Comencé a recrear mentalmente la figura de un loco que conocí en el manicomio militar de Melilla (donde fui internado de joven veintisiete días), un loco que se reía arrodillado ante un hormiguero y había comenzado a interpretar para las propias hormigas no sé qué personaje de la Fortuna o el Destino, buscando hacerlas a veces enloquecer, y otras calmar y recomponerse en ejército, y todo esto con la simple ayuda de una aguja de pino. 

Aquel loco empezó de pronto y cada vez más a parecerse a Néstor Sánchez, el escritor argentino gracias al cual yo había descubierto precisamente a Cortázar, porque quizás no habría leído nunca a Cortázar de no haberme encontrado casualmente en la librería Ancora y Delfín de Barcelona con un ejemplar de Nosotros dos, una de las primeras novelas de Néstor Sánchez, que acabó convirtiéndose en el único escritor al que trate de parecerme cuando escribí Intacto. 

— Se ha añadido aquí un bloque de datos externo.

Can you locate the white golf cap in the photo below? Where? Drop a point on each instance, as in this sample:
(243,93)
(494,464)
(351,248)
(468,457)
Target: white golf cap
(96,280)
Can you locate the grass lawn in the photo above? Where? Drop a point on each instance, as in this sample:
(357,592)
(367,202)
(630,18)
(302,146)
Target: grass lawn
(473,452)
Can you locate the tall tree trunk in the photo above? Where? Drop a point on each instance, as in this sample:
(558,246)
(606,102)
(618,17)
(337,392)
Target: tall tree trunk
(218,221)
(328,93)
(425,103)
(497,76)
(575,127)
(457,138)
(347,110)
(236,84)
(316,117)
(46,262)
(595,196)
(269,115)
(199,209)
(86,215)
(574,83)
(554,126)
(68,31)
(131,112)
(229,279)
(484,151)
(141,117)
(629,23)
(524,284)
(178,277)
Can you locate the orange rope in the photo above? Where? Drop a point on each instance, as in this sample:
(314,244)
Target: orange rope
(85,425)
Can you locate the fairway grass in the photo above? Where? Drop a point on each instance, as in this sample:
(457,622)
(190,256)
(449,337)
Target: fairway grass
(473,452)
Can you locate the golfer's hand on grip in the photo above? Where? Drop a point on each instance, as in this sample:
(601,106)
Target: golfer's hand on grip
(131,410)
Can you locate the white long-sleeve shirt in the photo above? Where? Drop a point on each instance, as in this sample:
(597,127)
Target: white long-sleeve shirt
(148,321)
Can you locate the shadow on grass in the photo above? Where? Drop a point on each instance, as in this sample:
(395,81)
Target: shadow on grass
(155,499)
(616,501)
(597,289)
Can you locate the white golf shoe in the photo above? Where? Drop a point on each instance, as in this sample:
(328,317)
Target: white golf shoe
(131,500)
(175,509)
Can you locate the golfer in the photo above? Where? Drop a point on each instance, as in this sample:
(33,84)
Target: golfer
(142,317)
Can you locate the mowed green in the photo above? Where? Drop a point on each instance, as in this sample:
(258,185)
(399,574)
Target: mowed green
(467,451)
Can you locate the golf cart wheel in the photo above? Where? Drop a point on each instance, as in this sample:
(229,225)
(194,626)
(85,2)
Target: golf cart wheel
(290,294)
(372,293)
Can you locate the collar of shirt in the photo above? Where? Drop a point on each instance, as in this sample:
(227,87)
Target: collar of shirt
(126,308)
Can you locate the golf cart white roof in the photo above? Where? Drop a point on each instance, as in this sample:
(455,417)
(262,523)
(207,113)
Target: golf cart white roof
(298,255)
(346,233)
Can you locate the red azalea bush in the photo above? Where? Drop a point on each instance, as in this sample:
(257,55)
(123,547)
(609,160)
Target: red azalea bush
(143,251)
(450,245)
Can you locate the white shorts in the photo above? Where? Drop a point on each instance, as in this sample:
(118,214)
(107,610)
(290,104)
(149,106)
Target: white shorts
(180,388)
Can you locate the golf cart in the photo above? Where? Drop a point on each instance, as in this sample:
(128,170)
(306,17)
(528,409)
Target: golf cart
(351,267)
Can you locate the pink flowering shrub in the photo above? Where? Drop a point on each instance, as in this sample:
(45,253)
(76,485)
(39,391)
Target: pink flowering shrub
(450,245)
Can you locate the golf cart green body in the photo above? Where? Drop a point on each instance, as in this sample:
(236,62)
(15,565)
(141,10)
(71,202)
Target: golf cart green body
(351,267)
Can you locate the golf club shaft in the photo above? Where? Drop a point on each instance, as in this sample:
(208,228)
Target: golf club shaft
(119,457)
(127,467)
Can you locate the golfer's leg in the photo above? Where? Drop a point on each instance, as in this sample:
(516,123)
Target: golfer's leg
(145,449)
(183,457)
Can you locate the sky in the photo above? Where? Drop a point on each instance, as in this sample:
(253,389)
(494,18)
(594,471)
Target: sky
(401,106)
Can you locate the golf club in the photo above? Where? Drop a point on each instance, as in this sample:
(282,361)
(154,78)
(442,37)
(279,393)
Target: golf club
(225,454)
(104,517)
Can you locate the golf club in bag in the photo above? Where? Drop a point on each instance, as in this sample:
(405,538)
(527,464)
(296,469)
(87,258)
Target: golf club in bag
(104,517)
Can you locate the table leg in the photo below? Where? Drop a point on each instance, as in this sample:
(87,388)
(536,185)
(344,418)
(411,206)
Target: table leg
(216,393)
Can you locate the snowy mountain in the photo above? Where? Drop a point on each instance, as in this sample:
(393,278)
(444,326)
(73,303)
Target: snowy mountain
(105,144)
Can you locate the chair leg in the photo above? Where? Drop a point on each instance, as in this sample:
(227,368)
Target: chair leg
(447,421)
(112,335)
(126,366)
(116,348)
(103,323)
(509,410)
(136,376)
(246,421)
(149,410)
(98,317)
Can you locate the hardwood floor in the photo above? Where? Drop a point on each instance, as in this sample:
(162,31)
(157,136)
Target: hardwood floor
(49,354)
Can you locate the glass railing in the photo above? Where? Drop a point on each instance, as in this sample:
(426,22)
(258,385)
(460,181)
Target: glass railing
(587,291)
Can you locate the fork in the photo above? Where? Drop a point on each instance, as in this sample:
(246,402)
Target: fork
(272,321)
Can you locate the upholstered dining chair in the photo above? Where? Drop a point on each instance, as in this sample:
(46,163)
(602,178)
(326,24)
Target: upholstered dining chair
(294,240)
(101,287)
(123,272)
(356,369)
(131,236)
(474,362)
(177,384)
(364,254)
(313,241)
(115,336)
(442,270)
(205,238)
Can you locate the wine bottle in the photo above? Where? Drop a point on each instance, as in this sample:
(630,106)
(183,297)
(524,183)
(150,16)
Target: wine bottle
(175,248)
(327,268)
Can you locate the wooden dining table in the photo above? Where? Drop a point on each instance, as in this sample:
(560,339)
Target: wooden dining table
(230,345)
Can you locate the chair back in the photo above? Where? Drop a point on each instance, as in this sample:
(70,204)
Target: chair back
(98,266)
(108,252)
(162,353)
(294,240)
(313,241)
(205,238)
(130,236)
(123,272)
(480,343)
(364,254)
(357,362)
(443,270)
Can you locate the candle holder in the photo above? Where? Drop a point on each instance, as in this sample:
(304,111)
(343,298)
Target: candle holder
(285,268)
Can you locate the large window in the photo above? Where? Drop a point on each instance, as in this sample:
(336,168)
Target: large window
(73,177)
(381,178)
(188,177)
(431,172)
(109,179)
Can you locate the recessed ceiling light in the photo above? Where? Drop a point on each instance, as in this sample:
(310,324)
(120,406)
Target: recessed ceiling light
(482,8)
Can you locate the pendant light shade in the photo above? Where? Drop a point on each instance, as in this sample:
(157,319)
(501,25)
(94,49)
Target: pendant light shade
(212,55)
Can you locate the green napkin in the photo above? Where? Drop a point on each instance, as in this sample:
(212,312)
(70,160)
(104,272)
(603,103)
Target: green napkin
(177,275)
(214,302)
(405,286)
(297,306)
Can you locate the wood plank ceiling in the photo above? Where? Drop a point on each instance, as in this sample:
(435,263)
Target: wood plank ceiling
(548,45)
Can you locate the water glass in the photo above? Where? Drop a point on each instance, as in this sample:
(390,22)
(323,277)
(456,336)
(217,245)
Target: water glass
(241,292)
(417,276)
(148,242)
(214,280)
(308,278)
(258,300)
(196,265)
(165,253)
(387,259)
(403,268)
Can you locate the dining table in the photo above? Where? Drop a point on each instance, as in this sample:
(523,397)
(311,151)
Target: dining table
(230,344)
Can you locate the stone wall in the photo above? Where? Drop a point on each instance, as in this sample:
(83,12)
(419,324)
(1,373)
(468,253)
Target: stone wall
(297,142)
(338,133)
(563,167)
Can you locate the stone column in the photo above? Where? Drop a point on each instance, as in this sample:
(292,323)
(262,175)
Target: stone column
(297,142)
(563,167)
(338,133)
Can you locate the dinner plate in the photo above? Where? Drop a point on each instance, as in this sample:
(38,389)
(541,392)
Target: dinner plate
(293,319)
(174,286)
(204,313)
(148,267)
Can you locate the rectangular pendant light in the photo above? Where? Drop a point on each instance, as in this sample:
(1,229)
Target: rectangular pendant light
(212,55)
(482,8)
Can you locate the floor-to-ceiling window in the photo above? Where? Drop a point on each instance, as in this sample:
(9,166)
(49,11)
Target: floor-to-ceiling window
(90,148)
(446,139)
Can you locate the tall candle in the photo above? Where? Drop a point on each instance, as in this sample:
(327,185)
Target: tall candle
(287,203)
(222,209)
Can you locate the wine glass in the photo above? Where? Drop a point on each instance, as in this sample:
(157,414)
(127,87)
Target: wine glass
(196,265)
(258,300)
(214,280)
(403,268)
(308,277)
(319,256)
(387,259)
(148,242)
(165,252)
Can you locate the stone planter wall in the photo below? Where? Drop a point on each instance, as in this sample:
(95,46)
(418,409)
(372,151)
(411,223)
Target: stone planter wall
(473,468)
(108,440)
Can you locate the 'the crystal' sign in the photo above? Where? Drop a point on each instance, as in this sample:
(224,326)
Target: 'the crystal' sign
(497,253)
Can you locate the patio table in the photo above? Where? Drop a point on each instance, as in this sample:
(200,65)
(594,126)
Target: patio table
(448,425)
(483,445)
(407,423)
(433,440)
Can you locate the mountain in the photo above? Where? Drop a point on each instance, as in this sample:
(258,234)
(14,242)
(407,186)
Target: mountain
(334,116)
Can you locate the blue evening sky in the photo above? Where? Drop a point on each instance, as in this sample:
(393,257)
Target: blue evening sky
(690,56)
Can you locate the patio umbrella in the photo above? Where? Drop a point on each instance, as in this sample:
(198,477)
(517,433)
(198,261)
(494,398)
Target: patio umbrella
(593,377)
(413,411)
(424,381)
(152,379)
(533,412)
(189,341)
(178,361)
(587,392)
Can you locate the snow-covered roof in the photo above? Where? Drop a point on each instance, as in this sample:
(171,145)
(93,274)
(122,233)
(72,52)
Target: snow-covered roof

Néstor Sánchez deseaba huir de todo tipo de convenciones narrativas, extremarlas y en sus planes entraba destrozar todo atisbo de realismo. Llevó su huida general tan lejos que algunos seguidores le dieron por muerto y le montaron un homenaje en Buenos Aires

Por aquellos días, a Néstor Sánchez, que era un renovador de las letras argentinas, parecía esperarle un brillante porvenir, aunque se empezaba a observar que socavaba su alegría la mayor de las obsesiones: el miedo a la muerte, saberse «condenado a tener conciencia cotidiana del nunca, pero nunca más». Néstor Sánchez deseaba huir de todo tipo de convenciones narrativas, extremarlas y en sus planes entraba destrozar todo atisbo de realismo. Llevó su huida general tan lejos que algunos seguidores le dieron por muerto y le montaron un homenaje en Buenos Aires. Cuando para sorpresa de todos, supieron que vivía y que acababa de regresar de años de una aventura extraña por el mundo y volvía a estar en Buenos Aires, fueron a verle para que les dijera por qué diablos hacía tanto tiempo que no escribía. 

–Y bueno, se me acabó la épica –respondió lacónico. 

Como no habría sido extraño que, en un hipotético conjunto de muñecas rusas, resultara Néstor Sánchez ser la figura agazapada en el interior de Cortázar, no me pareció nada sorprendente que el autor de Nosotros dos, confundiéndose a veces con el loco de las hormigas de Melilla, hubiera ocupado mi mente en aquel cuarto de hotel que yo había en un primer momento pensado que pertenecía exclusivamente a Cortázar. 

–Y bueno, se me acabó la épica –no paraba de decir el muerto reaparecido en Buenos Aires y de contarles a sus antiguos amigos que en su huida de tantos años había pasado por Perú y Chile, y luego había viajado a Estados Unidos para una beca de la Universidad de Iowa, aunque a los cuatro meses había escapado también de allí, «por no poder soportar ese desierto, esa soledad espantosa». 

Caracas y Roma habían sido las siguientes estaciones del vía crucis y huida interminable de Néstor Sánchez. «Me fui a Roma y ante la imposibilidad de ganarme la vida, una mañana, al amanecer, experimenté un inexplicable aleteo y, a pesar del asco creciente que me daba el boom de la literatura latinoamericana, opté por tentar Barcelona». De esa ciudad, donde Néstor Sánchez fue muy feliz al principio y luego inmensamente infeliz y todo en muy poco espacio de tiempo, huyó para ir a París, donde Cortázar trató de animarle, pero «volvieron a producirse casi las mismas decepciones, la garrafal brevedad de la vida». Hasta que todo quedó atrás para él, menos Apollinaire, del que nunca se olvidó, no se ha sabido nunca por qué. 

Dejó París y durante años fue un vagabundo que recorría enloquecido las calles de San Francisco y Nueva York, durmiendo en coches y casas abandonadas. Fue en 1986 cuando desertó de la indigencia y volvió a Buenos Aires, a Villa Pueyrredón, el barrio de su infancia. Allí le esperaba aquel encuentro con los que le habían dado por muerto. «¿Y qué fue de su vida, señor?», le preguntaban. «No sé. Para las editoriales soy un raro de cierto peligro para el buen negocio de la facilidad y los lugares comunes que tanto abundan».

(apartados 9 y 10 de MONTEVIDEO, fragmentos pertenecientes al tercer capítulo de una novela de Enrique Vila-Matas en proceso de construcción.)